Um dia, perto do fim do ano escolar, estavam os alunos da 3ª classe a fazer umas provas para preparar o exame, a professora pôs os cinco a estudarem numa outra sala, dizendo-lhes que no fim viria fazer-lhes perguntas sobre a matéria. A matéria a estudar era “países europeus e as respectivas capitais”.

 À frente deles, na parede, o mapa da Europa.

“A capital da Áustria é Viena, a capital da Grécia é Atenas…” e por aí fora seguia a cantilena. Depois fechavam os olhos e, de frente para o mapa, tentavam acertar na localização do país e da capital que um deles dizia.

E como,

 

“As almas das crianças são como pérolas de leite

Caídas em túmulos virginais.

Tudo quanto ali se grava, tudo quanto ali se escreve,

Cristaliza em seguida e não se apaga mais”, (*)

 

passado algum tempo já sabiam tudo, da frente para trás e de trás para a frente. E ainda faltava tanto tempo para a professora vir interrogá-los…

Inventaram jogos, brincadeiras, passatempos.

Às tantas, nunca ninguém soube a razão, se é que houve uma razão, um dos rapazes espetou o aparo da caneta no pescoço da Maria de Lurdes.

A miúda desata num berreiro tremendo, a chorar convulsivamente, o que apanhou todos de surpresa, até o autor do “atentado”.

Durante largos minutos ela chorou convulsivamente, as lágrimas a caírem-lhe pela cara abaixo e sem responder às perguntas dos colegas sobre o que tinha acontecido.

Passado algum tempo ouviram-se os passos da professora a subir a escada que conduzia à sala onde se encontravam os cinco.

Ainda a Maria de Lurdes soluçava.

A professora sentou-se à secretária e mandou os alunos alinharem em frente dela, para o interrogatório sobre as capitais europeias.

Foi nessa altura que reparou na cara da Maria de Lurdes, ainda a soluçar e com os evidentes sinais de choro estampados no rosto.

- Que tens? Que aconteceu?

Durante um ou dois segundos o mundo deixou de girar para o autor da “proeza”. Só ele e a Maria de Lurdes sabiam o que tinha acontecido.

Ele fechou os olhos e esperou pela declaração da colega, a que se seguiria o julgamento e a óbvia sentença.

Ela então respondeu à professora:

- Fui eu que bati com o joelho na carteira, doeu-me muito e até chorei.

- Ora!

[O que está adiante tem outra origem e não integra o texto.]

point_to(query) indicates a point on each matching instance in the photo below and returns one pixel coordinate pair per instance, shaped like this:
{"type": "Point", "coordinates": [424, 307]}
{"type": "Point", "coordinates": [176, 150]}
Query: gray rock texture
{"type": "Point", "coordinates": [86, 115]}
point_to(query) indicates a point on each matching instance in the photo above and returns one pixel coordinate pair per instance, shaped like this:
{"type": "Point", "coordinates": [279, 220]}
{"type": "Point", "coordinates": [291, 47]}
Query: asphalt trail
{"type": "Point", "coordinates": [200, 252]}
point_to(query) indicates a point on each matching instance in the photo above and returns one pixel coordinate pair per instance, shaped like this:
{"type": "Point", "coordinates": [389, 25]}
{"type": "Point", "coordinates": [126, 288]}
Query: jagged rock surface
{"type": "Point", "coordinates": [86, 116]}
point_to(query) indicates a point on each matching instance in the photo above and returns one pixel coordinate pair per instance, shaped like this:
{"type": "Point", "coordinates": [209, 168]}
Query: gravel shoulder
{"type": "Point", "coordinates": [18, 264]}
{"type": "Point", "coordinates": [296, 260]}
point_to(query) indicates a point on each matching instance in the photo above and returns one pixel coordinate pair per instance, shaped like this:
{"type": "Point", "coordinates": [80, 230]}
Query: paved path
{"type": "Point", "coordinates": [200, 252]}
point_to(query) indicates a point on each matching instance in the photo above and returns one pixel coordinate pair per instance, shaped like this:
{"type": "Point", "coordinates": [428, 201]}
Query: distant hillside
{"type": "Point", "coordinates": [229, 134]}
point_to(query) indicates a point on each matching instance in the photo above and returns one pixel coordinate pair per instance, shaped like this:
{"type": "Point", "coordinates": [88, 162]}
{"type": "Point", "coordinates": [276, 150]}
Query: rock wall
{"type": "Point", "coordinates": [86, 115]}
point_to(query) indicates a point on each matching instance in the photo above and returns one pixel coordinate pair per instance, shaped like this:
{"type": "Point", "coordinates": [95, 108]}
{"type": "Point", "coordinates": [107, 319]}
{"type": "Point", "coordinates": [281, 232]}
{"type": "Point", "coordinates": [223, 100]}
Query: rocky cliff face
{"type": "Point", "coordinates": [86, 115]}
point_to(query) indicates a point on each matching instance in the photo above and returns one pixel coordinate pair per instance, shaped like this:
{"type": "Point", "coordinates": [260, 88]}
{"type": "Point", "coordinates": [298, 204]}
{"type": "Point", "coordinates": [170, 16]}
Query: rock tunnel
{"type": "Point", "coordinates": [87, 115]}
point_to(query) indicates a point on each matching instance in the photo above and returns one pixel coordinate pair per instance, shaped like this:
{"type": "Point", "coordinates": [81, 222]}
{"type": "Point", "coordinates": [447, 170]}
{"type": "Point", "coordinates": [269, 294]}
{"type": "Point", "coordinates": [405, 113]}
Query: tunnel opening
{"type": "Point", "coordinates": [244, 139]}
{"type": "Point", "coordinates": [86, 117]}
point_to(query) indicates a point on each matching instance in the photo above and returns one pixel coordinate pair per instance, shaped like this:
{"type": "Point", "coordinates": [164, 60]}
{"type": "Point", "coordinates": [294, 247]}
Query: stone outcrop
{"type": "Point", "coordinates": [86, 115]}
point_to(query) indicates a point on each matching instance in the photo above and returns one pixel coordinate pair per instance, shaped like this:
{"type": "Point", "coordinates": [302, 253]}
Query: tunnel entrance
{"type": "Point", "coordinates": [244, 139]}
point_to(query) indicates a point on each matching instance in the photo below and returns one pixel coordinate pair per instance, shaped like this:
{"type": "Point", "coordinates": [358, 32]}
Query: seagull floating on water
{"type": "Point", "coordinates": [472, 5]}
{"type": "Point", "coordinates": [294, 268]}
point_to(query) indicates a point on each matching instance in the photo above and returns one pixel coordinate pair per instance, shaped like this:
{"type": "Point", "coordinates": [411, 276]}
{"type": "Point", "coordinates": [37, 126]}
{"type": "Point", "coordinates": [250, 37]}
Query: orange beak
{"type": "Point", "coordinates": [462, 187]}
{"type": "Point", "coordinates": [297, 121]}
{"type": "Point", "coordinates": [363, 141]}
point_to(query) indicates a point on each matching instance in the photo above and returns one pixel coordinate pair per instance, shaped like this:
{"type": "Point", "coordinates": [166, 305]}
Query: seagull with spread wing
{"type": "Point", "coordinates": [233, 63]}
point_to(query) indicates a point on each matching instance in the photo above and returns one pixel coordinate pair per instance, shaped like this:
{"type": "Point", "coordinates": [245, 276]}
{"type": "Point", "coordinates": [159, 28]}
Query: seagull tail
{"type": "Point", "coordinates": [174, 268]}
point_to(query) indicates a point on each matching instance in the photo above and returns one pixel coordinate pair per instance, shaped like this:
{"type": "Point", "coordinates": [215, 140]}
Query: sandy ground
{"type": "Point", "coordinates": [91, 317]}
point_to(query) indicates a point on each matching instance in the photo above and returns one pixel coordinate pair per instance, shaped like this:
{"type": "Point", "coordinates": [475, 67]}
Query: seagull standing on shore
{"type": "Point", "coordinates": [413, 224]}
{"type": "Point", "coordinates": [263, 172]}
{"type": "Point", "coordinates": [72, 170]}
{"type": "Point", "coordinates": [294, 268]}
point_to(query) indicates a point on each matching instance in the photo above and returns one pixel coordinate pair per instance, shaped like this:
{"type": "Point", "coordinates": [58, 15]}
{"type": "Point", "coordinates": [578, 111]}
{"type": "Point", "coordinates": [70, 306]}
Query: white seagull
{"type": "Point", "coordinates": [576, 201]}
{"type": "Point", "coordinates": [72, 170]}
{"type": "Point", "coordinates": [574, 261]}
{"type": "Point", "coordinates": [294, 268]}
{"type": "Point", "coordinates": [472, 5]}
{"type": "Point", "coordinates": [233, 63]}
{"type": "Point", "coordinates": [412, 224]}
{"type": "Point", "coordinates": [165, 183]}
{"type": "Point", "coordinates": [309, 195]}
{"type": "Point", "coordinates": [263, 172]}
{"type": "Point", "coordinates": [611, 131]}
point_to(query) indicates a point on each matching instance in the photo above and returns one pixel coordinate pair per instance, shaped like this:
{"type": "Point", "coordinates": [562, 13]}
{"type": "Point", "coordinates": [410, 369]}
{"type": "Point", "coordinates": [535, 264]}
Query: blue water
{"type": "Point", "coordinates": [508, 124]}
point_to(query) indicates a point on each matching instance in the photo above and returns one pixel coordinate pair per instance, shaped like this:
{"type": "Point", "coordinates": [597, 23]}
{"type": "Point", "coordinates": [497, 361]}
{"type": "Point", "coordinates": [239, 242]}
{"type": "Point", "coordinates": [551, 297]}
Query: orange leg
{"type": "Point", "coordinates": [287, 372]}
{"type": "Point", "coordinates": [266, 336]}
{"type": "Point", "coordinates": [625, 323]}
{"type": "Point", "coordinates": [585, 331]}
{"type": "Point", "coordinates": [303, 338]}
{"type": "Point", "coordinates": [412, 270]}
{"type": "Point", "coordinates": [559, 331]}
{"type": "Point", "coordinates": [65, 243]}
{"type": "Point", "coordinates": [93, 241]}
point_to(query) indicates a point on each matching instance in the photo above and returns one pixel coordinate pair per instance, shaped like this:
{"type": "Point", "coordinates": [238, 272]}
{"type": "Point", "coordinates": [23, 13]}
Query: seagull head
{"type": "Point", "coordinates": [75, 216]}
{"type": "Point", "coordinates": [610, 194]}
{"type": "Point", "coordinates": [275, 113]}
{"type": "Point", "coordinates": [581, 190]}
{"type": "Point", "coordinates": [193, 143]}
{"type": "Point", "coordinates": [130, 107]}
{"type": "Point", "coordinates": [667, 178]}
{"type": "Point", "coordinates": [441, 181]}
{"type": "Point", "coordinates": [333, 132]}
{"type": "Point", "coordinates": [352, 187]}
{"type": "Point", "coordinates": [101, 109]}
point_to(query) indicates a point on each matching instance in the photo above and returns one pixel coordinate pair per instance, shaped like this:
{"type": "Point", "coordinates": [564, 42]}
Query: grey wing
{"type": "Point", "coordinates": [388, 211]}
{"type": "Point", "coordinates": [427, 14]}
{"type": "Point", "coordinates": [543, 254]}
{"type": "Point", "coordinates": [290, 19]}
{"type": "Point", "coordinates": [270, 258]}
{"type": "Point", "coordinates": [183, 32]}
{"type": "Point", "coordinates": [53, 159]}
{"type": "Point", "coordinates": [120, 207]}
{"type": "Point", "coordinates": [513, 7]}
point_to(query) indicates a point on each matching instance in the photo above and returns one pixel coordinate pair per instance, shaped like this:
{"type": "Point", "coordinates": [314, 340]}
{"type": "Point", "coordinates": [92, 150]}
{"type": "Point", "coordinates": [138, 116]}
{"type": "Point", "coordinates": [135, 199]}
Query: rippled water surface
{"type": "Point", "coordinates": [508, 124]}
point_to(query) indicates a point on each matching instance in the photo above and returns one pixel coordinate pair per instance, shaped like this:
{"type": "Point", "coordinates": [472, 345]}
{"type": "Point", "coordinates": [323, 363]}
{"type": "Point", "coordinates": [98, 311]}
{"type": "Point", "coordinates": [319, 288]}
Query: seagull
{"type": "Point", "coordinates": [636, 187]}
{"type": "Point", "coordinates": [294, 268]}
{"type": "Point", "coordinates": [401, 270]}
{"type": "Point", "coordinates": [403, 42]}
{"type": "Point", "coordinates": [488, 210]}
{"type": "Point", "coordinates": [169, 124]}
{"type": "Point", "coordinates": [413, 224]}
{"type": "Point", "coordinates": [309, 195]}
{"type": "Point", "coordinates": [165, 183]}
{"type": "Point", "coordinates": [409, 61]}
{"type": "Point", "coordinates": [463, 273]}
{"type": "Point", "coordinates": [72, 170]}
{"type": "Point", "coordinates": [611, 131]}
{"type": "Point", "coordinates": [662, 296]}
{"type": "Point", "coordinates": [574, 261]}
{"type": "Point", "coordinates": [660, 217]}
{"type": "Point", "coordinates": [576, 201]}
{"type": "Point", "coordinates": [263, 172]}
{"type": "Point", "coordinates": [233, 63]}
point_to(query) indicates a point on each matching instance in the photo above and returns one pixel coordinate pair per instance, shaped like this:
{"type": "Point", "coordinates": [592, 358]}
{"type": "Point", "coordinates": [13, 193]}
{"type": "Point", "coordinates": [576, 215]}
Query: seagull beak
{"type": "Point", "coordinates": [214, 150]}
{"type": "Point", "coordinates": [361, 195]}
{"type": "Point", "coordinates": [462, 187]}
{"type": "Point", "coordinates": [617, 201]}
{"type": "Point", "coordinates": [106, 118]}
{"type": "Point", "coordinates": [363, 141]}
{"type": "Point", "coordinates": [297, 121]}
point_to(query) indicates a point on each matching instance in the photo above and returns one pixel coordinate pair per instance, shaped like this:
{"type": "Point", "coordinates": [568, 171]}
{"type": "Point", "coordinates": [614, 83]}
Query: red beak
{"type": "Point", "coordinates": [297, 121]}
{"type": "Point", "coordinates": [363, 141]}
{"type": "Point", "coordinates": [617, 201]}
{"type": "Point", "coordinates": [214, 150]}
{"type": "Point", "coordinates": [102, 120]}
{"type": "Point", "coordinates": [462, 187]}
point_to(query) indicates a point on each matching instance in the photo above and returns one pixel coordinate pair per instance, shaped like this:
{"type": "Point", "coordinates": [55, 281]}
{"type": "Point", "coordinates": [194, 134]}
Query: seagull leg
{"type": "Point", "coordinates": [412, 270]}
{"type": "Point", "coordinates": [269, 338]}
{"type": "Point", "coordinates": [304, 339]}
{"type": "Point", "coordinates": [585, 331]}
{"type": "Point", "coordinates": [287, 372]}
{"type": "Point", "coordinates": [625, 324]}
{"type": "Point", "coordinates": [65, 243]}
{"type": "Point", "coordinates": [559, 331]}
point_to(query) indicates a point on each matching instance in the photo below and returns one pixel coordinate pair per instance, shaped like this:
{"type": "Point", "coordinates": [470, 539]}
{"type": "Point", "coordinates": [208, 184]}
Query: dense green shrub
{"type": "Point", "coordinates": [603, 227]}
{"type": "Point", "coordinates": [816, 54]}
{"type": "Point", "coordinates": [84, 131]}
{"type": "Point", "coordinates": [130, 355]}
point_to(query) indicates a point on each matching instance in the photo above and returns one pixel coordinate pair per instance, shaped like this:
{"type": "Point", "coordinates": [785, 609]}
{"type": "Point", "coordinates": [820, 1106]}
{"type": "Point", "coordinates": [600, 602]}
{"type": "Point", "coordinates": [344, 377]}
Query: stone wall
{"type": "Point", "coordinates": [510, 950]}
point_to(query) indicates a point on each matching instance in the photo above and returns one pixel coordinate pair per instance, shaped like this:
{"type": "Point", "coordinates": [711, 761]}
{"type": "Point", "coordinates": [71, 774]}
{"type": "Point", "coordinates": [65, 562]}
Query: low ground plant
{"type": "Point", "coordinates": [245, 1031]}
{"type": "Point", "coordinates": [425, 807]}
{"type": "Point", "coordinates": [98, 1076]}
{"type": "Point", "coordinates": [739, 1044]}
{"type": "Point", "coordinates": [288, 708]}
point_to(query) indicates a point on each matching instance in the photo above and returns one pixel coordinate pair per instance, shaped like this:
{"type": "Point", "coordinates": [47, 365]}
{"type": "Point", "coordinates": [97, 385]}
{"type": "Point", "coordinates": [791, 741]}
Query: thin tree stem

Isso não é nada. Dói muito na altura mas depois passa. Daqui a pouco já nem sentes nada. Vamos lá a saber o que aprenderam.

Ele nem queria acreditar no que se estava a passar. Tinha passado do azul do medo ao amarelo da vergonha. Então a Maria de Lurdes não dissera que fora ele que a picara? Ao mesmo tempo sentiu um alívio enorme, afinal não lhe ia acontecer nada. E tudo porque ela mentira, para ele não ser castigado!

Lá responderam às perguntas. Todos sabiam tudo sobre as capitais europeias. A professora mandou-os embora. Saíram. Cá fora o culpado nem disse bom dia nem boa tarde. Contra o costume foi sozinho, em passo apressado, para casa. Nem um agradecimento à colega, nem um pedido de desculpas. Nem nesse dia, nem nos seguintes, em que ainda tiveram aulas de preparação para o exame, que era daí a pouco tempo. Ele nunca mais falou para ela, nunca mais olhou para ela.

Depois de terem terminado a instrução primária com o respectivo exame, várias vezes ele a viu, pois estudavam ambos na cidade próxima. Quando a descobria ao longe ele mudava de passeio e olhava para o outro lado. Nunca mais lhe falou.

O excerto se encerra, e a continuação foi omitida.